Data Structures & Algorithms

#knowledge-base #german

Hash Tables

Guide: How to implement a hash table (in C) (benhoyt.com)

Create Array of certain size (generally any power of 2)
Generate Hash from key
hash(key) & (len(array)-1) -> storage position
- Modulo would be the general case, but since size is 2ⁿ we can use binary-AND which is much faster
Probe position. If already occupied (collision):
- Open addressing, linear probing: Add 1 to index and try again (until empty slot found)
- Separate chaining: Store values as linked list of results
- Other methods: Hash table - Wikipedia
Store value as well as hash in the resulting position
- Hash is needed to resolve collisions
- Some tables put the data separately in a flat array and only store hash+index, this saves space for large data structs
Lookup is constant (O(1) amortized) as index = hash(key) & (len(array)-1) + collision resolution

Certain details of the general approach listed above can vary in practice (e.g. some tables have other probing strategies)
Entries of the hash table are usually called "slots". Some tables allocate multiple slots at once in "buckets" (usually the size of a cache line). Sometimes the words are used interchangeably.
"Tombstones" are special values often used with open addressing to mark deleted slots (since you cannot mark them as empty, which would break probing chains). They are re-used on insertion and should count towards the load factor.
For open addressing hash table may never be too full. Usually load factors between 0.5 and 0.9 are used, based on the tables collision resolution technique (0.75 or 0.9 seem common). Else storing and lookups can become really slow (infinite loop when table is 100% full)
The linked list approach requires extra memory allocations during store and handling a linked list is slower in general (not cache friendly)
High performance tables use SIMD for probing by storing a small part of the hash in a separate array, skipping to a "general region" of that array with most of the hash bits and then checking multiple slots with SIMD + the remainder of the hash
Benchmark: An Extensive Benchmark of C and C++ Hash Tables | A comparative, extendible benchmarking suite for C and C++ hash-table libraries.
Implementation with detailed explanation: Hash Tables · Crafting Interpreters

Linked List vs Array

C++ benchmark - std::vector VS std::list | Blog blog("Baptiste Wicht"); (baptiste-wicht.com)

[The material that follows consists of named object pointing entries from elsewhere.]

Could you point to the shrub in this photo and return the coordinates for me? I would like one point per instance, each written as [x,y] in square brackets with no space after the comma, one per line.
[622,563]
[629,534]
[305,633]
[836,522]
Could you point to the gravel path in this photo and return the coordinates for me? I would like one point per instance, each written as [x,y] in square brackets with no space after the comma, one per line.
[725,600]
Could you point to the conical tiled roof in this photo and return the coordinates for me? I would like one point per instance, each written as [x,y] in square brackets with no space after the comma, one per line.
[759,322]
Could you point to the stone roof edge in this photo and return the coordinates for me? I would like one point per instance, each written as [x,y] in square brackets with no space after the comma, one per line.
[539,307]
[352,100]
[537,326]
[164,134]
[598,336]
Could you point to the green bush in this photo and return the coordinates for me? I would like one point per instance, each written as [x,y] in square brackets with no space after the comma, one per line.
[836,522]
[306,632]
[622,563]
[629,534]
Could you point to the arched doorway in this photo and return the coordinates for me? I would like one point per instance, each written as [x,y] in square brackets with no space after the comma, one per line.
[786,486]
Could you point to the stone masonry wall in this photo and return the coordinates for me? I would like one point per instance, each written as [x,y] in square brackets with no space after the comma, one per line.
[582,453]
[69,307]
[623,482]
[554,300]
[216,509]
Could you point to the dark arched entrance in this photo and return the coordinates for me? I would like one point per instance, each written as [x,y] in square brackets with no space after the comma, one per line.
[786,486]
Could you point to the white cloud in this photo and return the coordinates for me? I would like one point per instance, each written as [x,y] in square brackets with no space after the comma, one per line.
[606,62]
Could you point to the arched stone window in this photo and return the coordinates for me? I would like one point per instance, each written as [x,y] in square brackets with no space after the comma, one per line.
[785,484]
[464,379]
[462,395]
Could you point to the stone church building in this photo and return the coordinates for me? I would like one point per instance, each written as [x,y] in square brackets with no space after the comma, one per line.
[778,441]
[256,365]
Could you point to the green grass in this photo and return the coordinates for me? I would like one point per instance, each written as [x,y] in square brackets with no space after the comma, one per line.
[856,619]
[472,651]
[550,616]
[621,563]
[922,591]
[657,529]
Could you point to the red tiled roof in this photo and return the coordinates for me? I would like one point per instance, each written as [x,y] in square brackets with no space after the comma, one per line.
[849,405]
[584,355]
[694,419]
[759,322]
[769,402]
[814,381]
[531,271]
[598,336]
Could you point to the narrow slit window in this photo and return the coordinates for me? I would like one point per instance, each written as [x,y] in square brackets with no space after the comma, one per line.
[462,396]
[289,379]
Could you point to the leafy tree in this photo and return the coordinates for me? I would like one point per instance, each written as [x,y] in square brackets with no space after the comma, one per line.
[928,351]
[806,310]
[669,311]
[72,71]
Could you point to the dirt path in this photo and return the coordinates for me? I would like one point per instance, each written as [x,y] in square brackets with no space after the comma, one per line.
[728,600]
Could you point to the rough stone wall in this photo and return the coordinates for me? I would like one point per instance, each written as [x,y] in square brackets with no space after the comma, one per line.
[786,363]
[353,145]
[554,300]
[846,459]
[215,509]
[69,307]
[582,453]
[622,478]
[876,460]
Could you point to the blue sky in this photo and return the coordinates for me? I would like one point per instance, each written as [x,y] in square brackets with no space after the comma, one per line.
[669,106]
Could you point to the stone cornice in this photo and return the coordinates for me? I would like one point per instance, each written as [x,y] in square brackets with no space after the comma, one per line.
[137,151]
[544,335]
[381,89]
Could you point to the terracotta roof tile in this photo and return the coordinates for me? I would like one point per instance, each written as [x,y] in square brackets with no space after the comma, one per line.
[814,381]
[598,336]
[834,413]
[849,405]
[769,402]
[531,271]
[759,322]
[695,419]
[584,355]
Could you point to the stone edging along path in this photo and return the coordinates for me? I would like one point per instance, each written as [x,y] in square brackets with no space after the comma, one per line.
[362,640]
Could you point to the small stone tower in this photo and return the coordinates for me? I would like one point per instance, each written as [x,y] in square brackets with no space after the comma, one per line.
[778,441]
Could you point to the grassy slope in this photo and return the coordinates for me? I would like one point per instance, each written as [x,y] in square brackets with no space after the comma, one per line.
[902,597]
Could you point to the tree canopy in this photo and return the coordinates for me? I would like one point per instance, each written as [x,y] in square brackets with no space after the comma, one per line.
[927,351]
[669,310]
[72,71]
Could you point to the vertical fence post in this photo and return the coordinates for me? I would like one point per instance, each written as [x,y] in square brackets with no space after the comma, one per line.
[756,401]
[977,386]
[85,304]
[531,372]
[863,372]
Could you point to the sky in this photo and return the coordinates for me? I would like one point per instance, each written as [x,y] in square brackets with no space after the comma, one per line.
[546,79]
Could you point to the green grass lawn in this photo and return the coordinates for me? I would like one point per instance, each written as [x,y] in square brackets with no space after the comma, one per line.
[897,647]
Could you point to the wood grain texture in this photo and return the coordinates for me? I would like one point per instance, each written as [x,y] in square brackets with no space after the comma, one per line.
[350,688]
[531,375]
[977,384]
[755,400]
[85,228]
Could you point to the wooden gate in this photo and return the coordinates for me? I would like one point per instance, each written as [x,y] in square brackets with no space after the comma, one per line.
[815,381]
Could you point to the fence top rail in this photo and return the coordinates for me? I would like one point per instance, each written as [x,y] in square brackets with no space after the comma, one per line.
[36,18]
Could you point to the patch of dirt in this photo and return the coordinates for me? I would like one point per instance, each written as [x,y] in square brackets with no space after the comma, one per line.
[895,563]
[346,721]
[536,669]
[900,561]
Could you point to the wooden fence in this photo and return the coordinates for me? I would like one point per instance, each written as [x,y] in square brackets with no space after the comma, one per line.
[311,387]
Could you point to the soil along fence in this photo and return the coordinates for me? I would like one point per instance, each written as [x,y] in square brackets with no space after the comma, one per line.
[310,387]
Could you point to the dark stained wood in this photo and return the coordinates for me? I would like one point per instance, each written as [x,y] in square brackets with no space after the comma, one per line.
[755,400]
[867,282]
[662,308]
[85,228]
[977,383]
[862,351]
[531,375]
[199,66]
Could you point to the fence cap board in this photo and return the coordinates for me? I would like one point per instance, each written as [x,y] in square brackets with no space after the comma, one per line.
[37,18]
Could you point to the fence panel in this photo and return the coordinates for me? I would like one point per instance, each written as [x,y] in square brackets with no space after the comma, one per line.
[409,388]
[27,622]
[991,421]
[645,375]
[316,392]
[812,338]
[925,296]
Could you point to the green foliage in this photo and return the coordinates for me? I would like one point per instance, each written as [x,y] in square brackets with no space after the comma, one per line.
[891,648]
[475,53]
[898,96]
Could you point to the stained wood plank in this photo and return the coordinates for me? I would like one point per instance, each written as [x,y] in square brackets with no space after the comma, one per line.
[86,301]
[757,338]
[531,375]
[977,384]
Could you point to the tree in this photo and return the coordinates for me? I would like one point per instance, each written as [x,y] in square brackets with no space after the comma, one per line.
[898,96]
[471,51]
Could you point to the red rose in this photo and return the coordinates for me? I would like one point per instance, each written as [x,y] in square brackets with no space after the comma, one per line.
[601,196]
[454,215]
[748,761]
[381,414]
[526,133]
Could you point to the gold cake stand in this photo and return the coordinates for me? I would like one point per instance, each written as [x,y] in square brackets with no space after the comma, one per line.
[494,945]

https://www.rfleury.com/p/in-defense-of-linked-lists

!memory-layout.mp4

Sorting

Vergleich mit Animation: Sorting Algorithms Animations | Toptal®

Insertion Sort

Einer der besten Algorithmen, wenn Liste bereits fast sortiert ist. Ebenfalls gut, wenn Datenmenge klein ist. Wird daher oft in anderen Algorithmen verwendet, wenn Liste in kleinere Stücke geteilt wurde.
Sehr langsam wenn Liste invertiert ist.

i ← 1
while i < length(A)
    x ← A[i]
    j ← i
    while j > 0 and A[j-1] > x
        A[j] ← A[j-1]
        j ← j - 1
    end while
    A[j] ← x
    i ← i + 1
end while

Quicksort

Gut bei großen Datenmengen.
Sehr gut wenn Liste invertiert ist.
Nicht so gut wenn Liste bereits fast sortiert ist.
Grundsätzlich für die meisten Anwendungen gut geeignet.
"in memory" sort, braucht keinen zusätzlichen Speicher (außer eine handvoll temporäre Variablen für Wertetausch, Pivot, Iteratoren).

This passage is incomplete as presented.